Sivaji came to collect his master's dues and his face fell when he saw how much was lost, for he was a good man and he felt for us.
"There is nothing this year," Nathan said to him. "Not even gleanings, for the grain was but little advanced."
"You have had the land," Sivaji said, "for which you have contracted to pay: so much money, so much rice. These are just dues, I must have them. Would you have me return empty-handed?"
Nathan's shoulders sagged. He looked tired and dispirited. I came and stood beside him, Ira and the boys crouched near us, defensively.
"There is nothing," Nathan repeated. "Do you not see the crops are dead? There has been no rain and the river is dry."
"Yet such was the contract, else the land would not have been rented to you."
"What would you have me do? The last harvest was meagre; we have nothing saved."
Sivaji looked away. "I do not know. It is your concern. I must do as I am bid."
"What then?"
"The land is to be given to another if you cannot make payment."
"Go from the land after all these years? Where would we go? How would we live?"
"It is your concern. I have my orders and must obey them."
Nathan stood there sweating and trembling.
"Give me time," he said at last humbly, "until the next crop. I will pay then, somehow."
"Pay half now," Sivaji said, "and I will try and do as you wish." He spoke quickly, as if to give himself no time to repent of his offer, and hurried away even before my husband had assented.
"No easy job for him," I said. "He is answerable, even as we are."
"That is why he and his kind are employed," Nathan said bitterly. "To protect their overlords from such unpleasant tasks. Now the landlord can wring from us his moneys and care not for the misery he evokes, for indeed it would be difficult for any man to see another starve and his wife and children as well; or to enjoy the profits born of such travail."
He went into the hut and I followed. A few mud pots and two brass vessels, the tin trunk I had brought with me as a bride, the two shirts my eldest sons had left behind, two ollocks of dhal and a handful of dried chillies left over from better times: these we put together to sell.
"Rather these should go," said Nathan, "than that the land should be taken from us; we can do without these, but if the land is gone our livelihood is gone, and we must thenceforth wander like jackals." He stared awhile at what we had to sell, and made an effort to say something and tried again and at last he said, choking, "The bullocks must go. Otherwise we shall not have enough."
But when we had added them and reckoned and rereckoned, there was still not enough. "There are the saris left," I said. "Good ones and hardly worn, and these we must sell."
I brought out the red sari that had served for both my wedding and my daughter's, and the sari and dhoti I had bought when Thambi worked at the tannery, made a parcel of them and set out.

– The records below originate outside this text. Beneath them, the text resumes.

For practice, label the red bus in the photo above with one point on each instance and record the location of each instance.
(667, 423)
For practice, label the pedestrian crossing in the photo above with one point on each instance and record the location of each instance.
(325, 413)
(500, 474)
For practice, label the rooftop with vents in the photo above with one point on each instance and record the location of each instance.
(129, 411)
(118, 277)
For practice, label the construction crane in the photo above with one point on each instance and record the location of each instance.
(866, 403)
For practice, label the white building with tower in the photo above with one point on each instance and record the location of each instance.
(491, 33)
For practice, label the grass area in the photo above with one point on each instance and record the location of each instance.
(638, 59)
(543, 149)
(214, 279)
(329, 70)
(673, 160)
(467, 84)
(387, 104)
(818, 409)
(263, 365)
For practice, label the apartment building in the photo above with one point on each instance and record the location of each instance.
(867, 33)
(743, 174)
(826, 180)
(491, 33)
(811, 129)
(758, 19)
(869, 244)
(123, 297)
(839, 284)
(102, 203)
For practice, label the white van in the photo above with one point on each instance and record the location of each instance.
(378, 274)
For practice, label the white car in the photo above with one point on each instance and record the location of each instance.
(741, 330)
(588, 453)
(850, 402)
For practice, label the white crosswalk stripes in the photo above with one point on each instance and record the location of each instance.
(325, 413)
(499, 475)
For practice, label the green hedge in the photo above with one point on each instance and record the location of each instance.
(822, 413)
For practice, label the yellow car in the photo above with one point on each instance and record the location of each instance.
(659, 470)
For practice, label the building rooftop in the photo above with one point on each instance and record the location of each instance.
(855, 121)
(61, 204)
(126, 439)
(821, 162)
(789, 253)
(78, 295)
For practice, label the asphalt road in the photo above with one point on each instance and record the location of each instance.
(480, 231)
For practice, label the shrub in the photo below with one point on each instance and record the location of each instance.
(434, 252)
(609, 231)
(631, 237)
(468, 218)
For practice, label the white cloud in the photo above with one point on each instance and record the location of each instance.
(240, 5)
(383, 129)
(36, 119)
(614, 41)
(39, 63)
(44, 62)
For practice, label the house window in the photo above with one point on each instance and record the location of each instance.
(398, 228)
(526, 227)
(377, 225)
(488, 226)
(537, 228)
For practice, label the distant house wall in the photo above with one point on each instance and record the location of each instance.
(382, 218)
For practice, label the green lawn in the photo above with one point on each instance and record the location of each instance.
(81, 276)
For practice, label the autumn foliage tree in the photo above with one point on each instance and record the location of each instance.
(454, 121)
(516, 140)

"Ah, Rukmani," said Biswas with false welcome. "What brings you here? I have not seen you for a long time, nor had any of your succulent fruit. Would that be what you bear with you?"
"No indeed," I answered shortly, his voice grating on me as always. "For the earth is parched to dust and all that I grew is dead. The rains failed, as you know."
"Yes, yes, yes," he said, looking at me with his cunning eyes. "These are hard times for us."
Not for you, I thought. You thrive on others' misfortunes.